A few days ago I was walking in the Chiltern hills, at the north east end of The Ridgeway. This is often billed as Britain’s oldest road, and is known to have had some 5000 years of traffic going to and fro. I suspect that in fact usage goes back a lot further. Today’s Ridgeway (which is one of our National Trails) goes from Ivinghoe Beacon to Avebury (or the other way), and it is the central part of a really long route which at one time went from The Wash diagonally down to the English Channel. It is possible still to do that, by diligently joining together lots of separate paths – for example The Peddars Way gets you through large parts of East Anglia – but The Ridgeway is the section which is most generously provided with maps and signposts.
Walking on these ancient trackways always gives me a keen sense of those myriads of individuals who have walked that way before. It also invariably gives me a desire to write a story which somehow incorporates the network of paths, their very many fascinating way-stations, and the travellers themselves. But so far I have only a desire, not a plot or anything else substantial.
The Ridgeway is 87 miles long – in practice a little further as you have to come away from the track to find lodgings for the night, and then make your way back in the morning. It’s easy walking, and easy to finish in about a week, or else in a series of weekends with train journeys to and fro. And one of the great things about walking it is that you are covering the ground at the same rate as your remote ancestors. You’re seeing broadly the same terrain as they did (barring houses and a definite lack of trees), watching distant rises and dips in the ground approach at the same slow speed as they did, and experiencing the sun wheeling overhead from east to west in the same way.

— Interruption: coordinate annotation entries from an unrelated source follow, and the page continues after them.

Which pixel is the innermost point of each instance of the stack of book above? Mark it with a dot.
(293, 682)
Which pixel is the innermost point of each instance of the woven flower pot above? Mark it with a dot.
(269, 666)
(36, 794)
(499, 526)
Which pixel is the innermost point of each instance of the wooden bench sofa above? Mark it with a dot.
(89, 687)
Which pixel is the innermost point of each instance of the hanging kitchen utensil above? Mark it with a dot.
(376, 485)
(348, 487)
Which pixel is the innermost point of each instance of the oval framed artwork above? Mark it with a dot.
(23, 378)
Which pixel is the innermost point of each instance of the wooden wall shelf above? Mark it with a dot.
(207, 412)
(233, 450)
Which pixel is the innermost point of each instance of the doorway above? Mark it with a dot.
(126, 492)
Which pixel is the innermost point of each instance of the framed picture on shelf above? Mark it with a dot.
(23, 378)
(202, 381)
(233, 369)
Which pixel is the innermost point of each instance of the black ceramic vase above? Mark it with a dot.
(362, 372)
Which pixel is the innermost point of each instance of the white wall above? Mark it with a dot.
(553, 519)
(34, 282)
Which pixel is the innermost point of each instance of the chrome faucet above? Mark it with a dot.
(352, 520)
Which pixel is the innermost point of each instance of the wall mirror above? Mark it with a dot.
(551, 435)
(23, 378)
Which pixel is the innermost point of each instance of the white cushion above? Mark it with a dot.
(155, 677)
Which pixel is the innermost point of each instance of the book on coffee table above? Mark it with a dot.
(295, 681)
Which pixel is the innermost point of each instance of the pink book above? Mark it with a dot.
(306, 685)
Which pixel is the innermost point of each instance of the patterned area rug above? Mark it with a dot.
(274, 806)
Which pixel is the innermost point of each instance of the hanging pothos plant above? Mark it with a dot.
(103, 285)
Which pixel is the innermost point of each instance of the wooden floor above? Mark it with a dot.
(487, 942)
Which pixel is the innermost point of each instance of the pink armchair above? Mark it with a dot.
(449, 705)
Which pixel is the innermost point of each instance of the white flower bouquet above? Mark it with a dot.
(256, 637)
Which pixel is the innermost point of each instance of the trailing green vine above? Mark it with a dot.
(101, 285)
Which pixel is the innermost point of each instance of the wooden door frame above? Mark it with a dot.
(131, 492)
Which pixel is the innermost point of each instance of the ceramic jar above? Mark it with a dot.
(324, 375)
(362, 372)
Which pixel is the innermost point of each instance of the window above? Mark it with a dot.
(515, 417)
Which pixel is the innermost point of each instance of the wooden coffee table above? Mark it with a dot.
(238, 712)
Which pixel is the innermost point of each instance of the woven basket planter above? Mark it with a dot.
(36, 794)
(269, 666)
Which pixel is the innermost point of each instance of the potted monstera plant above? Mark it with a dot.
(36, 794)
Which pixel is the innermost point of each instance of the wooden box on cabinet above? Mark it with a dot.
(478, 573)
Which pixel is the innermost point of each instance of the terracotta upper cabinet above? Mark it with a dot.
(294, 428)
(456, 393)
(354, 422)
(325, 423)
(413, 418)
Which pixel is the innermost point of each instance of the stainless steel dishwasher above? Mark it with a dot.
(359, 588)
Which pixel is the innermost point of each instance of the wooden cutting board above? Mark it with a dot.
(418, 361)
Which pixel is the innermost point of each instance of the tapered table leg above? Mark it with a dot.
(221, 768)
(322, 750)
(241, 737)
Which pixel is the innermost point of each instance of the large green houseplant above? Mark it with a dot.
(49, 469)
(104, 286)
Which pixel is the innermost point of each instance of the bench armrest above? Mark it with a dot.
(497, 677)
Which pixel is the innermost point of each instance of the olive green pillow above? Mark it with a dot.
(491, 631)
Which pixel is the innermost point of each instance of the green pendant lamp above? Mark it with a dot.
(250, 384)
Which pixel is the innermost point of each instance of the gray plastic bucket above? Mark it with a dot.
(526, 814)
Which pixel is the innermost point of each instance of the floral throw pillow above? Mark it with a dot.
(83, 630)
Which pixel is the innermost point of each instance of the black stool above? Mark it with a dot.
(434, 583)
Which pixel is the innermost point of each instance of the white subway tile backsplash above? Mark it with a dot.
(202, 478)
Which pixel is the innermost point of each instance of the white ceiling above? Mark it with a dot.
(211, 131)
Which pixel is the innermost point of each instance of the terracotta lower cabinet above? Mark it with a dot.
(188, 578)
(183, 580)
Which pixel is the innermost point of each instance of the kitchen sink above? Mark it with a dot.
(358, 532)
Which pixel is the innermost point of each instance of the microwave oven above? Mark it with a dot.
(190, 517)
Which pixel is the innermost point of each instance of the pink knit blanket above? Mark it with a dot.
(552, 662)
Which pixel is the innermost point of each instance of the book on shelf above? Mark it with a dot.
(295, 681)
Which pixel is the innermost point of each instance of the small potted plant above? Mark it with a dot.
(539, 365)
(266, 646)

Now, our ancestors had different motives for walking these paths than we do. We walk for recreation and inspiration, while for them, motives of trade, diplomacy, marriage, or religious festivity would be at the core. There are all kinds of monuments spread out along the paths. We understand the purpose of some of them, but others have become obscure. We wonder at the prodigious effort involved, but cannot any more grasp the function.
It’s also worth remembering that the various sites and signs of occupancy spread out along the 90-odd miles of The Ridgeway, let alone the much longer distance of the whole route, are themselves spread out over time. It’s easy to forget this, and imagine that a Neolithic, or a Bronze Age traveller, would be seeing the same things as you are. But the reality is quite different. There are Neolithic sites like Wayland’s Smithy, dating from about 5-6000 years ago. There are Bronze Age sites like Avebury or the Uffington WHite Horse. To the people who built these – which are themselves separated by a great gulf of time – Wayland’s Smithy was already unthinkably old. Then there are Iron Age forts, ditches, and banks – and the builders of these would have lost all sense of the earlier constructions as living sites. They would simply have been relics from the past, part of the context of the new homes and sacred sites.
It was this sense of a multi-layered land which was part of the inspiration for Half Sick of Shadows. This did not take place along The Ridgeway, but in a winding river valley. A chalk scarp overlooked the river, and the various human homes nearby, but there are many parts of southern England where that could happen. So that story is not tied to The Ridgeway – but the idea of the land changing slowly, witnessing the rapid passage of generations, was absolutely there. And in that story, there is someone for whom the changes in the land itself seem quick.